The direct effect of this achievement, in which the Regiment was fortunate enough to take so prominent and decisive a share, has been the unification of the Dominion of Canada and the opening up to a great and prosperous future of the whole wide region of the great North-west, destined to become one of the most populous and most important portions of the Empire.
Thus for a second time has the 1st Battalion of the Regiment been privileged to play a direct and almost single-handed part in the addition of vast regions to the British Crown in North America: first, in 1758–1764, under Bouquet, in conquering those territories west of the Alleghany Mountains, now some of the most prosperous States of the American Union; and, second, in 1870, under Wolseley, in crushing a rebellion, the overthrow of which has enabled the prairies of the North-west Territories of Canada to be welded into what are now among the most flourishing Provinces of the Dominion.
PART III.—1871–1902.
VII.
1871–1881.—India. Afghan War. South Africa. Zulu War. First Boer War.
The overwhelming defeat of the French Armies by the German troops in the momentous war of 1870–71 brought about vast changes in military Europe.

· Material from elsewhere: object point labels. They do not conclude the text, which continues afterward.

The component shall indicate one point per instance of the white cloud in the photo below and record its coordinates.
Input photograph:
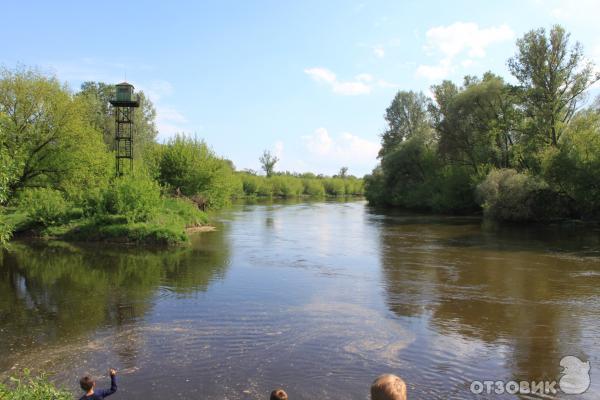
(459, 39)
(350, 88)
(345, 149)
(362, 83)
(169, 120)
(435, 72)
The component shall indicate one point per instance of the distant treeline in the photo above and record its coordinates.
(297, 185)
(528, 151)
(57, 169)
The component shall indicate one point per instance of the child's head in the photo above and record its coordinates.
(86, 383)
(388, 387)
(278, 394)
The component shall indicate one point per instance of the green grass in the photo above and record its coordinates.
(168, 227)
(32, 388)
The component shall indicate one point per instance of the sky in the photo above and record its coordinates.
(307, 80)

A system of compulsory service on the German model was introduced by all the great nations of Europe—Great Britain excepted—and German drill, German style of uniform, and German methods were generally adopted.
In England a strong wave of pro-German feeling swept over the British Army, and military critics advocated the methodical system of the German Army with its stern unbending discipline and exacting method of machine-like collectivism, to the destruction of the elasticity and rapidity of movement, with the self-reliance and initiative which makes for individualism.

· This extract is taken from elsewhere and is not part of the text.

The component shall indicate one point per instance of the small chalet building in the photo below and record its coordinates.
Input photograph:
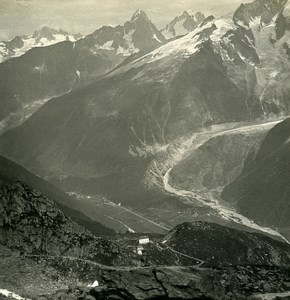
(143, 240)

The spirit of the 60th stood out, and did much to counteract this tendency, and to bring about the re-action.
1878–1880, AFGHAN WAR.
In the autumn of 1878 the 2nd Battalion, commanded in the absence of Lieutenant-Colonel J. J. Collins by Major Cromer Ashburnham, was quartered at Meerut, and formed part of the 1st Brigade, 1st Division, under Lieutenant-General Sir Donald Stewart, which, upon the outbreak of the Afghan War, was directed upon Kandahar.
After a trying march of 440 miles (one day thirty miles across the desert without a man falling out) Kandahar was occupied without resistance on the 8th of January, 1879.